The Best Reasons to Borrow from Your Retirement Account

If you have truly exhausted other options, and your retirement account can pull you back from the brink of financial insolvency, you it might not be the end of the world to borrow from your retirement account. In some cases, if you have a great deal of credit card debt, it might make sense to borrow against your retirement account. This is because you will get a smaller interest rate, and you might be able to repay your obligation quicker with the smaller rate — and save money over paying a high interest rate.

True financial emergencies can sometimes be solved by borrowing from your retirement account. However, you need to make sure that you are really going to be solving a problem and getting back on your feet. If the retirement account loan only prolongs the inevitable, you’re better off leaving the money in there; in many cases, a large portion of your retirement account is protected in bankruptcy.

The Worst Reasons to Borrow from Your Retirement Account

As you might imagine, borrowing from your retirement account to fund things that aren’t necessities is a really bad idea. It’s also a bad idea to turn to your retirement account first. Just because you plan to “pay interest to yourself” is not a good reason to borrow from your retirement account. The fact that you want to go on vacation, buy a new boat, or get a big screen TV are not good reasons, either. Even borrowing for a wedding, or to pay taxes, may not be the best idea. There are usually payment plans you can use for big expenditures, and the government has payment plans that allow you to make installment payments without the need to dip into your retirement account. You should be trying to max out your retirement account, not withdraw more from it.

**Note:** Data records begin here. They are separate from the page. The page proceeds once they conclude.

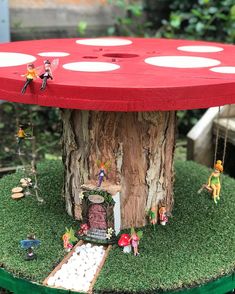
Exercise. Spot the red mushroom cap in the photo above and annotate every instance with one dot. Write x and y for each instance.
(122, 74)
(124, 240)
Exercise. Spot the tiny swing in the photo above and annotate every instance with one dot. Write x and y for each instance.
(213, 185)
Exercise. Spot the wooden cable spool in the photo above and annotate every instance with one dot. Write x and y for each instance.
(17, 190)
(17, 196)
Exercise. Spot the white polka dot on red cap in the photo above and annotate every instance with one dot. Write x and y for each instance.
(224, 69)
(14, 59)
(104, 42)
(182, 61)
(53, 54)
(200, 48)
(91, 66)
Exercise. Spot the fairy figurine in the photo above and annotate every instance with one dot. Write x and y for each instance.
(134, 240)
(48, 72)
(214, 180)
(29, 244)
(213, 184)
(103, 167)
(20, 135)
(30, 75)
(163, 215)
(69, 239)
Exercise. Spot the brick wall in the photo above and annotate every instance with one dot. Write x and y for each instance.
(33, 19)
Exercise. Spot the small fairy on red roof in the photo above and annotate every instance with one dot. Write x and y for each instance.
(48, 72)
(30, 75)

Paying Back Your Retirement Account Loan

If you do borrow from your retirement account, you need to make sure that you understand the terms. If you don’t repay your retirement account loan as specified, it turns into a withdrawal — and that comes with penalties and taxes. Those come on top of the loan fees you already paid when you originated the loan against your retirement account. It’s something to consider.

Also, if you change jobs, get fired/laid off, or quit while the loan is still outstanding, you might be required to repay the entire remaining balance all at once. That can cause it’s own problems.

Before you decide to borrow against your retirement account, organize your finances, weigh all the options, and consider the consequences. You may decide it’s not worth it.